Many longevity tools today sit in a gray zone between wellness and medicine. Scientifically intriguing, but not fully embedded in clinical systems. GlycanAge is positioning itself on the medical side of that divide.
Behind the conference is a company that has quietly scaled its data footprint. Founded by Professor Dr Gordan Lauc, alongside Nikolina Lauc and Filip Lauc, GlycanAge has analyzed glycan profiles from over 300,000 people and contributed to hundreds of peer-reviewed publications.
It now operates across 64 markets, working with around 2,000 clinics, alongside direct-to-consumer testing.

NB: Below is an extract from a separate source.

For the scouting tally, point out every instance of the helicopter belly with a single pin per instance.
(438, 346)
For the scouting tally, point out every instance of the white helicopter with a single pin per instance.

Its lab infrastructure spans multiple regions, including operations in China and Mexico, with expansion planned into India.
The company also claims a relatively tight measurement margin (under one year) which it positions as a key differentiator in a field where biological age estimates can vary widely between platforms.
What this actually means for longevity
It’s easy to get lost in the technical language of biomarkers, glycans and inflammation pathways. But the underlying idea is simple: aging is not just time passing; it’s biology shifting, often silently, in ways that can potentially be measured early.
The real question isn’t whether inflammation plays a role in aging – most researchers already agree it does. The question is whether we can act on it early enough to change outcomes in a meaningful way.
This conference becomes an inflection point, not because it introduces inflammaging, but because it asks something more difficult: can we make it clinically useful?
If the answer is yes, longevity stops being an abstract concept about extending lifespan. It becomes something more immediate – a system for noticing risk earlier, adjusting behavior sooner and potentially reshaping how long “healthy years” actually last.
Inflammaging in Clinical Practice is a one-day intensive designed for clinicians and longevity experts. The event focuses on providing practical frameworks for assessing immune aging and integrating preventive care into standard practice.